Now on to question 2. Given that Reinhart and Rogoff didn’t share their data, and they did make a mistake which would surely have been found out years earlier had the data been shared all along, and given that the published work reportedly had a big impact on policy, why didn’t they feel bad about not sharing the data all along? Even if not-sharing-data is an “everybody does it” sort of thing, you’d still think the authors would, in retrospect, regret not just making all their files available to the world right away. But we didn’t see this reaction from Reinhart and Rogoff. Why?

My answer has to do with the different steps of modeling described in the first part of this post. I have no idea what the authors of this paper were thinking when they responded to the criticism, but here are a couple of possibilities:

Suppose you start by believing that (c) and (d) are true, and then you find data that show (a), and you convince yourself that your model deriving (b) is reasonable. Then you have a complete story and you’re done.

Or, suppose you start by disbelieving (c) and (d), but the you analyze your data and conclude (a) and (b): This implies that (c) is correct, and now you’re convinced of (d). Meanwhile you can adjust your theory so that (c) and (d) make perfect sense.

Now someone goes to the trouble of replicating your analysis, and it turns out you got (a) wrong. What do you do?

At this point, one option would be to toss the whole thing out and start over: forget about (c) and (d) until you’ve fixed (a) and (b).

But another option is to stick with your theory, continue believing (c) and (d), and just adjust (a) and (b) as needed to fit the data.

If you take that latter option, the spreadsheet error and all the questionable data-coding choices don’t really matter so much.

I think this happens a lot

I think this happens a lot in research:

(a) Discovery of a specific pattern in data;

(b) Inference of same specific pattern in the general population;

(c) Blurring this specific pattern into a stylized fact, assumed valid in the general population;

(d) Assumed applicability in new cases, beyond the conditions under which the data were gathered.

Then if there’s a failed replication, or a data problem, or a data analysis problem that invalidates (a) or (b), researchers still hang on to (c) and (d).
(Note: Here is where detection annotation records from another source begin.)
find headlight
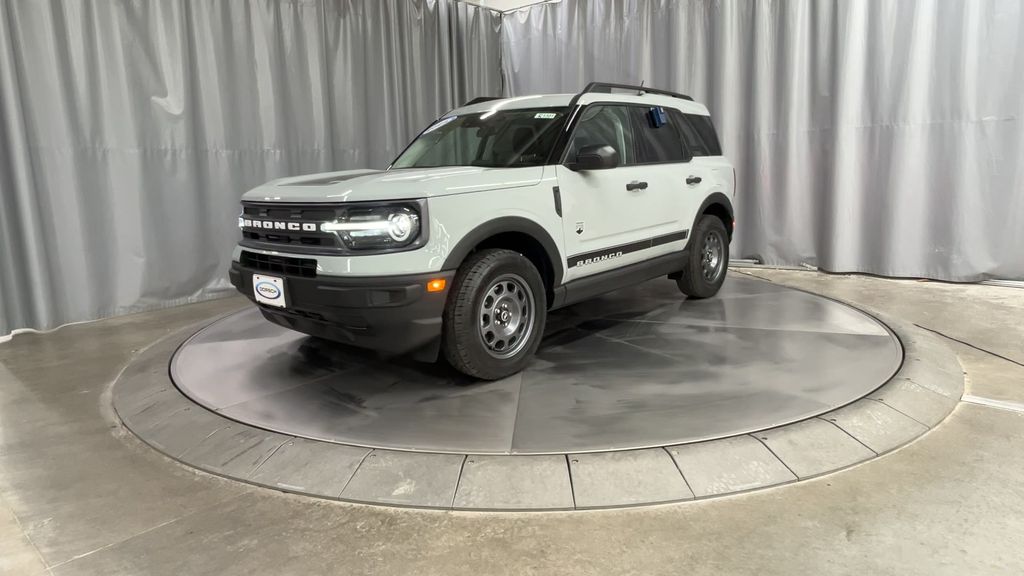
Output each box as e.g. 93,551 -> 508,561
321,204 -> 420,250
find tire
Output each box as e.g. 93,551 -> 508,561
441,249 -> 547,380
676,214 -> 729,299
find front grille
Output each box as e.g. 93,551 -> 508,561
239,250 -> 316,278
242,202 -> 344,252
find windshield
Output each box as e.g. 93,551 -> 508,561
391,108 -> 566,168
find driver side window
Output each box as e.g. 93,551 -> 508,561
566,105 -> 636,166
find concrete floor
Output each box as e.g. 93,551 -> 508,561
0,269 -> 1024,575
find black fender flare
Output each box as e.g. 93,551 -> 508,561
690,192 -> 736,240
441,216 -> 565,288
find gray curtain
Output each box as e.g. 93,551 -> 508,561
0,0 -> 501,334
502,0 -> 1024,281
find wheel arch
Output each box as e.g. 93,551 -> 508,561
441,216 -> 565,305
690,192 -> 736,242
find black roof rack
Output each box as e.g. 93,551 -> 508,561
462,96 -> 502,106
578,82 -> 693,101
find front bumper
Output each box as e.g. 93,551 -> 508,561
234,262 -> 455,359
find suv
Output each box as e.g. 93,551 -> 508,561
230,83 -> 735,379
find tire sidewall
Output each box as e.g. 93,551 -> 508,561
689,215 -> 729,298
445,250 -> 547,379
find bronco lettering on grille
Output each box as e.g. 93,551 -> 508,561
242,218 -> 317,232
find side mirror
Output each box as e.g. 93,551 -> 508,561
567,145 -> 618,172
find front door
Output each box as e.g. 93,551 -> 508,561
556,104 -> 689,282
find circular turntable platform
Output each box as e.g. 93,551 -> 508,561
171,276 -> 902,454
113,274 -> 964,510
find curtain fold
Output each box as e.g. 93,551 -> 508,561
0,0 -> 501,334
502,0 -> 1024,281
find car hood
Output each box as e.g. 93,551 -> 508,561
242,166 -> 544,203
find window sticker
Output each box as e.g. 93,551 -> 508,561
647,106 -> 669,128
423,116 -> 459,134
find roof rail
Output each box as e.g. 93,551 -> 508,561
580,82 -> 693,101
462,96 -> 502,106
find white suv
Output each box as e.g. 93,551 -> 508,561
230,83 -> 735,379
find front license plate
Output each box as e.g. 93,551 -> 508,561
253,274 -> 285,308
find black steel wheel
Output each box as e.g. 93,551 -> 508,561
442,245 -> 547,380
676,214 -> 729,298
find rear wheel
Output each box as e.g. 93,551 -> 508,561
676,214 -> 729,298
443,249 -> 547,380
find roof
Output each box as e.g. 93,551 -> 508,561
445,92 -> 708,116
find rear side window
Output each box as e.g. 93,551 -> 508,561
629,106 -> 687,164
673,111 -> 722,156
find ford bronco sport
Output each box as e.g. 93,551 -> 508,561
230,83 -> 735,379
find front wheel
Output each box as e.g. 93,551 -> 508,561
676,214 -> 729,298
442,249 -> 547,380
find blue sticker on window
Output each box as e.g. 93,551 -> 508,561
647,106 -> 669,128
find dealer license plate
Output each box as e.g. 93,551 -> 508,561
253,274 -> 286,307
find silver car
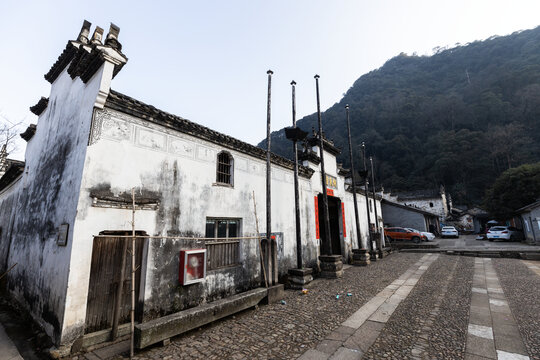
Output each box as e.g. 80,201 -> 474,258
441,226 -> 459,238
405,228 -> 435,241
486,226 -> 523,241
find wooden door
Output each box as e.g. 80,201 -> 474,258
85,232 -> 145,333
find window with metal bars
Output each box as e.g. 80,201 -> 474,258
205,218 -> 240,270
216,151 -> 233,185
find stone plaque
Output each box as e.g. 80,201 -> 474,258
56,224 -> 69,246
137,128 -> 167,151
169,138 -> 195,158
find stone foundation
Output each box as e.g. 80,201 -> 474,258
289,269 -> 313,289
352,249 -> 371,266
319,255 -> 343,278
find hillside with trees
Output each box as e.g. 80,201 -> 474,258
259,27 -> 540,204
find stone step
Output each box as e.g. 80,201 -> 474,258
135,288 -> 268,349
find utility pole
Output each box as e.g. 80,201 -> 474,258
362,141 -> 373,256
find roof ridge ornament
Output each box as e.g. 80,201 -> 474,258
77,20 -> 92,44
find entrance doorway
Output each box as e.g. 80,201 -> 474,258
318,194 -> 342,255
85,231 -> 146,334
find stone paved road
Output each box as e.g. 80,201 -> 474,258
102,253 -> 540,359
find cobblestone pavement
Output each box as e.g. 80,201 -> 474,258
364,255 -> 473,360
99,253 -> 540,360
115,253 -> 422,359
493,259 -> 540,360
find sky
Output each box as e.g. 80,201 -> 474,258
0,0 -> 540,160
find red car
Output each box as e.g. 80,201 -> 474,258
384,227 -> 422,243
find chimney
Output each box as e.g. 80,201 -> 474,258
92,26 -> 103,45
77,20 -> 92,44
105,23 -> 122,51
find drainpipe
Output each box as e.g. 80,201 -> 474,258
315,75 -> 332,255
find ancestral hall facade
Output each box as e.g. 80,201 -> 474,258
0,21 -> 383,346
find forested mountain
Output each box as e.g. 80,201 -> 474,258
259,27 -> 540,204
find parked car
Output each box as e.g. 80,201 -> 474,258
384,227 -> 422,243
405,228 -> 435,241
486,226 -> 523,241
441,226 -> 459,238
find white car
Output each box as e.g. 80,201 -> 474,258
405,228 -> 435,241
486,226 -> 523,241
441,226 -> 459,238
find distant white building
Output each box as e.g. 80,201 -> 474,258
383,185 -> 452,223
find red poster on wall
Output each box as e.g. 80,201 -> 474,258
315,196 -> 320,239
341,203 -> 347,237
179,249 -> 206,285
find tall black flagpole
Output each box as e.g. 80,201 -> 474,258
369,156 -> 382,256
291,80 -> 302,269
266,70 -> 274,256
369,156 -> 379,232
315,75 -> 332,255
362,142 -> 373,252
345,104 -> 362,249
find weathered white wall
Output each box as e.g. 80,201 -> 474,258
66,108 -> 382,331
3,66 -> 109,343
382,204 -> 429,231
68,108 -> 318,327
0,176 -> 22,273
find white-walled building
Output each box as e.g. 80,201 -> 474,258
0,22 -> 383,346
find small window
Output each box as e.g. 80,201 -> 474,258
205,218 -> 240,270
216,151 -> 233,185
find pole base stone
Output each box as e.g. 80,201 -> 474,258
289,268 -> 313,290
319,255 -> 343,279
352,249 -> 371,266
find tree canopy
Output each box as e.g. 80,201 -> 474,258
259,27 -> 540,205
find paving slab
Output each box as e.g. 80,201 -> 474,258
0,324 -> 22,360
298,349 -> 328,360
465,334 -> 497,359
497,350 -> 530,360
343,321 -> 384,352
330,346 -> 364,360
315,339 -> 343,355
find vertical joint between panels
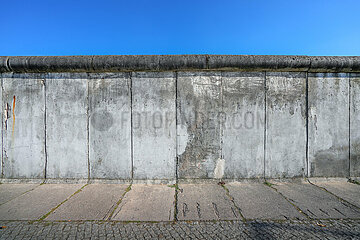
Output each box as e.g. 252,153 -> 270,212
86,73 -> 91,181
42,77 -> 48,179
348,73 -> 352,177
129,72 -> 134,180
263,72 -> 267,179
175,71 -> 179,184
305,72 -> 310,177
0,76 -> 5,178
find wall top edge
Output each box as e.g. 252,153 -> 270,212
0,55 -> 360,73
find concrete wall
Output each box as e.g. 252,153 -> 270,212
0,56 -> 360,180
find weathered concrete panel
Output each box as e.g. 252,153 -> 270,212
308,73 -> 349,177
2,73 -> 45,178
265,72 -> 306,178
46,73 -> 88,178
222,72 -> 265,179
89,73 -> 132,179
350,73 -> 360,177
132,72 -> 176,179
177,72 -> 224,178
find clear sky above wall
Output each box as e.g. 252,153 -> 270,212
0,0 -> 360,56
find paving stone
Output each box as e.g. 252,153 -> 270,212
0,183 -> 39,205
274,182 -> 360,219
46,184 -> 128,221
226,183 -> 305,220
0,220 -> 360,239
314,181 -> 360,208
0,184 -> 82,220
177,184 -> 241,220
112,184 -> 175,221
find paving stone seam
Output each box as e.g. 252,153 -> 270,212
0,182 -> 45,206
106,182 -> 132,220
264,179 -> 314,220
308,179 -> 360,212
35,183 -> 89,221
219,183 -> 246,223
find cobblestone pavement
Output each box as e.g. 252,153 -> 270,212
0,220 -> 360,239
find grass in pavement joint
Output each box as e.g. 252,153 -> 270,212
218,182 -> 246,223
37,184 -> 88,221
348,178 -> 360,185
264,180 -> 274,187
107,183 -> 132,220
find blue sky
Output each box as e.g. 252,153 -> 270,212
0,0 -> 360,56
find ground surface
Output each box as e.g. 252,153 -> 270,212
0,179 -> 360,239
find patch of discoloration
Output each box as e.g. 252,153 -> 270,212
222,72 -> 265,179
265,72 -> 306,178
2,73 -> 45,178
176,125 -> 189,155
214,158 -> 225,179
46,73 -> 88,178
89,73 -> 132,179
177,72 -> 221,178
308,73 -> 349,177
132,72 -> 176,179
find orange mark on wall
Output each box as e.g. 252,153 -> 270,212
12,95 -> 16,136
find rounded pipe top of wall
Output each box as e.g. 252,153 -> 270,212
0,55 -> 360,73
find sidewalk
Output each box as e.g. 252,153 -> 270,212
0,179 -> 360,237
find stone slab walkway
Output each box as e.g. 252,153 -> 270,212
0,179 -> 360,239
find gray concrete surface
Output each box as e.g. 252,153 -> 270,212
226,183 -> 306,220
45,184 -> 129,221
273,181 -> 360,219
0,65 -> 360,182
2,74 -> 45,179
132,72 -> 176,179
88,73 -> 132,179
0,184 -> 39,205
0,184 -> 82,220
46,73 -> 88,178
265,72 -> 306,178
111,184 -> 175,221
308,73 -> 349,177
222,72 -> 265,179
177,184 -> 241,221
311,179 -> 360,208
177,72 -> 224,178
350,73 -> 360,177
Kind of like building a ladder to the sky and then pulling the ladder up after you so you can climb even higher.

Consider power pose, for example:

(a) Under particular experimental conditions, people in an experiment who held the “power pose” had different measurements of certain hormones and behaviors, on average, compared to people in the a control group.
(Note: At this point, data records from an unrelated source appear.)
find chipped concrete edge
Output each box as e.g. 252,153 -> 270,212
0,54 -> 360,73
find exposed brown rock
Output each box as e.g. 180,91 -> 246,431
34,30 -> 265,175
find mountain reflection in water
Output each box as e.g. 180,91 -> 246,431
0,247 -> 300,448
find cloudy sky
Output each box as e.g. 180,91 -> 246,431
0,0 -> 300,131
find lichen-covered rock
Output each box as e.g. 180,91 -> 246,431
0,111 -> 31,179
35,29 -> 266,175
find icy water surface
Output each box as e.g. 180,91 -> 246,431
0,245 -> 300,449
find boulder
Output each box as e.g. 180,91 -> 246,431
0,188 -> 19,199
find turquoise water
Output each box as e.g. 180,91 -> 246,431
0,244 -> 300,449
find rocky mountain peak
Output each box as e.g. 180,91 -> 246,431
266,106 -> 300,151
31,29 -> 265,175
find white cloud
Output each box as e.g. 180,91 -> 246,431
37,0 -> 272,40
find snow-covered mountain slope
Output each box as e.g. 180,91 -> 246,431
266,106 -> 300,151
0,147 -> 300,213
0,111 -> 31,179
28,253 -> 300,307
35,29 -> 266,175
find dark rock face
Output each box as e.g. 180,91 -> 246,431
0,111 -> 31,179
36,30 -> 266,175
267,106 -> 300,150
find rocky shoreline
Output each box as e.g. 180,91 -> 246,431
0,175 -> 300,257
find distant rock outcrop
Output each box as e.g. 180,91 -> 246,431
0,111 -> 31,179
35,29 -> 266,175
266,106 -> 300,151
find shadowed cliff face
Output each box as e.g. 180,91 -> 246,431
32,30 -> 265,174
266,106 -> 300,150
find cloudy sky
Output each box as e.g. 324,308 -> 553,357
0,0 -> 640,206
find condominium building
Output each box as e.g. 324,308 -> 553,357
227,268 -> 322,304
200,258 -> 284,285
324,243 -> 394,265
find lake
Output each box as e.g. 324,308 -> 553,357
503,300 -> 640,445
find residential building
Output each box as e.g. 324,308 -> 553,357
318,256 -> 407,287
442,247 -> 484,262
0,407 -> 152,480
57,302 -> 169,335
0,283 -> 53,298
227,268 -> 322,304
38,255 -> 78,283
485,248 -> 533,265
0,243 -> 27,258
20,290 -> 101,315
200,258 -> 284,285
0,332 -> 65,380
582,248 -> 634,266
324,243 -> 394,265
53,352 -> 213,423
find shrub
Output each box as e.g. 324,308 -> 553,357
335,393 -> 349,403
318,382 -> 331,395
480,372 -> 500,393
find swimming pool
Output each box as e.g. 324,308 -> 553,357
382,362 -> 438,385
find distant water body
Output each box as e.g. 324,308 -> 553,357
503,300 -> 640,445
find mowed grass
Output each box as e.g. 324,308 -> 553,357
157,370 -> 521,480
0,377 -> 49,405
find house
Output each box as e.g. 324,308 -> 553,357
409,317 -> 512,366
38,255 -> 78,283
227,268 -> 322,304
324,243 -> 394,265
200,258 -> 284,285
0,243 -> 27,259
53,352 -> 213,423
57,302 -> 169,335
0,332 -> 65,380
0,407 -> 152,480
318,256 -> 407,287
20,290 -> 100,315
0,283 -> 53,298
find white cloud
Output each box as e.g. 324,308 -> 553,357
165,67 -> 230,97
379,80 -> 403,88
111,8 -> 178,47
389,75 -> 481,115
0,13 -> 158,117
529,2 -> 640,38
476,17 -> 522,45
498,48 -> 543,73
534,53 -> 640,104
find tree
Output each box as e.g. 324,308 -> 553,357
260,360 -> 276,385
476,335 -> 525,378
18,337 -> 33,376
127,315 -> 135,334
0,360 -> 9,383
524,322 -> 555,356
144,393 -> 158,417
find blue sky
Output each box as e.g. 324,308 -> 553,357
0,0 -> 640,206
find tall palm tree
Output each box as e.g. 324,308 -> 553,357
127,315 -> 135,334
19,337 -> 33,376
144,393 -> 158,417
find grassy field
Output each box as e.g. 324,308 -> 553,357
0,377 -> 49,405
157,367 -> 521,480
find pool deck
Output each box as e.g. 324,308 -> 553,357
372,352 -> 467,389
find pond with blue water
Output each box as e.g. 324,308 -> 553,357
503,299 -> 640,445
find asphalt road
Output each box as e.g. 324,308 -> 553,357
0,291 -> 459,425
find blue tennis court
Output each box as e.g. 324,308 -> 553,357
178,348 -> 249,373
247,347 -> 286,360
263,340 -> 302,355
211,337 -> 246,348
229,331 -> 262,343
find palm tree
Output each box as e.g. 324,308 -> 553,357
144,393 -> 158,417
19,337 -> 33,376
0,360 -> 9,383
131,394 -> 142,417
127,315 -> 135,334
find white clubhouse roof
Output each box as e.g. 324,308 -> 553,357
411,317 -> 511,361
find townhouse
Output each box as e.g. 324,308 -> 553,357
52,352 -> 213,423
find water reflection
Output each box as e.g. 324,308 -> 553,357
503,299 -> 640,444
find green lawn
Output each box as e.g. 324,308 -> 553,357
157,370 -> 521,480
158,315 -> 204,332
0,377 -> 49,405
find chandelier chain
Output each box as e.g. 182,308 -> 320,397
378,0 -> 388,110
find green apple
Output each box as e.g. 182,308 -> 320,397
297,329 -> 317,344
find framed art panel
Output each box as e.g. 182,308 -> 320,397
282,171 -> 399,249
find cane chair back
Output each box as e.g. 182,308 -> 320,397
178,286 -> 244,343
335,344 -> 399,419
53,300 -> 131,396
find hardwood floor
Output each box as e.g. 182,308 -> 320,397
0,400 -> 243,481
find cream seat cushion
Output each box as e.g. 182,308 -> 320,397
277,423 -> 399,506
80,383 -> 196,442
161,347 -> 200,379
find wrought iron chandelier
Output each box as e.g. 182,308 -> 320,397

(b) P-value less than 0.05 was taken as evidence that the observed data differences represented large causal effects in the general population.

(c) Assumption that power posing (not just the specific instructions in that one experiment) has general effects on power and social behavior (not just the specific things measured in that study).

(d) Statement that the average patterns represented by (c) will apply to individual people in job interviews and other social settings.

A series of failed replications cast doubt on the relevance of (a), and statistical reasoning revealed problems with the inferences in (b); furthermore, the first author of the original paper revealed data problems which further weakened (a). But, in the meantime, (c) and (d) became popular, and people didn’t want to let it go.

And, indeed, the claims economic growth and government debt, or power pose, or ESP, or various other unproven theories out there, could be correct. Statements (c) and (d) could be true, even if they were derived from mistakes in (a) and (b). This sort of thing happens all the time. But, without the strong backing of (a) and (b), our beliefs in (c) and (d) are going to depend much more on theory. And theory is tricky: often the very same theory that supports (c) and (d), can also support their opposite. These are theories that Jeremy Freese calls “more vampirical than empirical—unable to be killed by mere evidence.”

Once you’re all-in on (c) and (d), you can just park your beliefs there forever. And, if that’s where you are, then when people point out problems with (a) and (b), you’re likely to react with annoyance rather than gratitude toward the people who, from a scientific standpoint, are doing you a favor.